ACCELL-NM addresses this gap by accelerating the development, optimization, and qualification of novel materials. The project shortens the path from material discovery to application-oriented demonstrators while integrating manufacturability, cost efficiency, and sustainability from the outset. The close coupling of material design, digital tools, process engineering, and advanced characterization forms the foundation of this holistic strategy.
Objectives and Approach
ACCELL-NM, among other things, combines the complementary expertise of Fraunhofer IWS, Helmholtz-Zentrum Dresden-Rossendorf and the other partners in materials research, advanced surface technologies, and materials characterisation.

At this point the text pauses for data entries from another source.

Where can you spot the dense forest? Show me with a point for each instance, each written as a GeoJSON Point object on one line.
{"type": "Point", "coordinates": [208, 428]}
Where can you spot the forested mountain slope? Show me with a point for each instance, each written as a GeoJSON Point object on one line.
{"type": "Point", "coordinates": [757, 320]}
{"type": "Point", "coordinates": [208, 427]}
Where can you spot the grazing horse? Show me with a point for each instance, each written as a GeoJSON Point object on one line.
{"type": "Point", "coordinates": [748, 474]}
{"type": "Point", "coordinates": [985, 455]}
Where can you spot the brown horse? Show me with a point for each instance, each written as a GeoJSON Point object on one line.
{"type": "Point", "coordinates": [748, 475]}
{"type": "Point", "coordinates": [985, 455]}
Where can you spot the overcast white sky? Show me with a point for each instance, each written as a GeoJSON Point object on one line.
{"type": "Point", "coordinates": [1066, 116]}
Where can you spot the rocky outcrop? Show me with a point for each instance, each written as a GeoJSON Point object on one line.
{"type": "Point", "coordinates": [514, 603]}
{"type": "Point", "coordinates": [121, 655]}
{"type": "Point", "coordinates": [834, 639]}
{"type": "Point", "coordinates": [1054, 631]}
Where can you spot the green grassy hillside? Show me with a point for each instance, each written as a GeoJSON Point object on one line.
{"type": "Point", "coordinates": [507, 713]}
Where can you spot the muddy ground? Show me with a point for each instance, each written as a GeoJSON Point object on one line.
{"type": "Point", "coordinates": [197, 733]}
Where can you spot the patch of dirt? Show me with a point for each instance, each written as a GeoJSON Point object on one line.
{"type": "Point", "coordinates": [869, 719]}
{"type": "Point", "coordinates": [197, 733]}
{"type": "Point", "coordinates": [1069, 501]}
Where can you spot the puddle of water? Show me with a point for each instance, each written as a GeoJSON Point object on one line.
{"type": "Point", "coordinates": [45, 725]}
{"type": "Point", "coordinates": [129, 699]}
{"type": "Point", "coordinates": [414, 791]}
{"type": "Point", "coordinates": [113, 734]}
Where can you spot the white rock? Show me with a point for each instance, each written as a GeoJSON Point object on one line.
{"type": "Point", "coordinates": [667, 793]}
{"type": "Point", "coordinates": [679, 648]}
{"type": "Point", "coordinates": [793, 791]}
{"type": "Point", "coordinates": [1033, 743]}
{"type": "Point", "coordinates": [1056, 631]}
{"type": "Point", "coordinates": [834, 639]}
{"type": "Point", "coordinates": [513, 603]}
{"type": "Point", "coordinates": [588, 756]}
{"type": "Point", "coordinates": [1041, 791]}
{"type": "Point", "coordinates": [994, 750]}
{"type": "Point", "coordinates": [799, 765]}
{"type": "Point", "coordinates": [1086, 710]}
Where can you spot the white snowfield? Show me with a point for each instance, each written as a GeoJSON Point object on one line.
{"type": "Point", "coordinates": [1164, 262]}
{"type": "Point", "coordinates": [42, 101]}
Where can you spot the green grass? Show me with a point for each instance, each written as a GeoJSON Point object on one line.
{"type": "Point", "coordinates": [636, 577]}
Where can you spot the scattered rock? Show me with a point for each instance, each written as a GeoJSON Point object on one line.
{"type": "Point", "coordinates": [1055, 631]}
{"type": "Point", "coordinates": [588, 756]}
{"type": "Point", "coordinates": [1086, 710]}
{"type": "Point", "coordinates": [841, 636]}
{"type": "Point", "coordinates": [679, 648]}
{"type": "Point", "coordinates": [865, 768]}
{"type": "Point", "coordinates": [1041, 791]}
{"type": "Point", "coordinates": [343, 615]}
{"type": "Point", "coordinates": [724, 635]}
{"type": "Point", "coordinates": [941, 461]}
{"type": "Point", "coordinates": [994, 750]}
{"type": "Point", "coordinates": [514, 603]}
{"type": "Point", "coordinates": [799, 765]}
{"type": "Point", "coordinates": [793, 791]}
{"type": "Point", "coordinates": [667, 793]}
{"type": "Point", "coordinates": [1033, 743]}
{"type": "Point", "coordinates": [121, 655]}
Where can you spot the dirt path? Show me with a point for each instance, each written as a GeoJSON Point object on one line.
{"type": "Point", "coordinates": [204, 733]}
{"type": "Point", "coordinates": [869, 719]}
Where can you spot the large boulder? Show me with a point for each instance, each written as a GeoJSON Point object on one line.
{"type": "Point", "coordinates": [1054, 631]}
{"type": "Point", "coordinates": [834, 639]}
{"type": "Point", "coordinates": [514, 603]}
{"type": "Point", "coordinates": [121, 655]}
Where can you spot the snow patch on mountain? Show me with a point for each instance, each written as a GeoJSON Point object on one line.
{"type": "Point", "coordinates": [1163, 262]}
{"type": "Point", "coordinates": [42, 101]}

Fraunhofer IWS plays a central role in developing scalable synthesis, coating, and structuring processes and in transferring novel nanomaterials into functional layer systems and components. Key activities include:
- Adapting and scaling production technologies
- Integrating materials into application-relevant process chains
- Validating performance under near-industrial conditions
- Establishing robust quality control from laboratory to pilot scale
A central innovation of ACCELL-NM is the development of a reusable and extendable Materials Acceleration Platform (MAP) that advances readiness level 2 (RL2) concepts toward application maturity. The MAP integrates:
- Data-driven materials design supported by machine learning
- High-throughput alloy fabrication via Laser Directed Energy Deposition (DED-LB)
- Ion irradiation and rapid screening methods
- Accelerated testing for irradiation and corrosion resistance
As a case study, the platform focuses on high-entropy-alloys (HEAs) for a lead-cooled fast reactor, addressing the demanding conditions of advanced nuclear systems. Digital integration within the Pyiron framework enables systematic data management, simulation-experiment coupling, and iterative optimization cycles. High-potential alloy candidates are selected through rapid screening and subsequently subjected to in-depth structural and functional characterization. These investigations provide mechanistic insight into irradiation and corrosion behavior and validate proxy testing methods for long-term material performance.
Innovation and Perspectives
The innovation of ACCELL-NM lies in accelerating the innovation cycle for metals through the close integration of fundamental understanding, digital design tools, process development, and application validation. By combining high-resolution analytical capabilities with industrially scalable manufacturing technologies, the project establishes a structured and transferable pathway from research to production.
The processes developed at Fraunhofer IWS enable the reliable integration of advanced metals into durable functional components and high-performance coating systems for demanding industrial environments. Through the Materials Acceleration Platform, alloy discovery, qualification, and deployment are significantly faster than with conventional development routes.
In the long term, ACCELL-NM strengthens technological competitiveness in advanced materials engineering and promotes sustainable, resource-efficient solutions. By embedding data-driven methodologies and machine learning into materials development workflows, the project opens new perspectives for efficient, application-oriented materials engineering across sectors, including future nuclear energy systems and other extreme-environment technologies.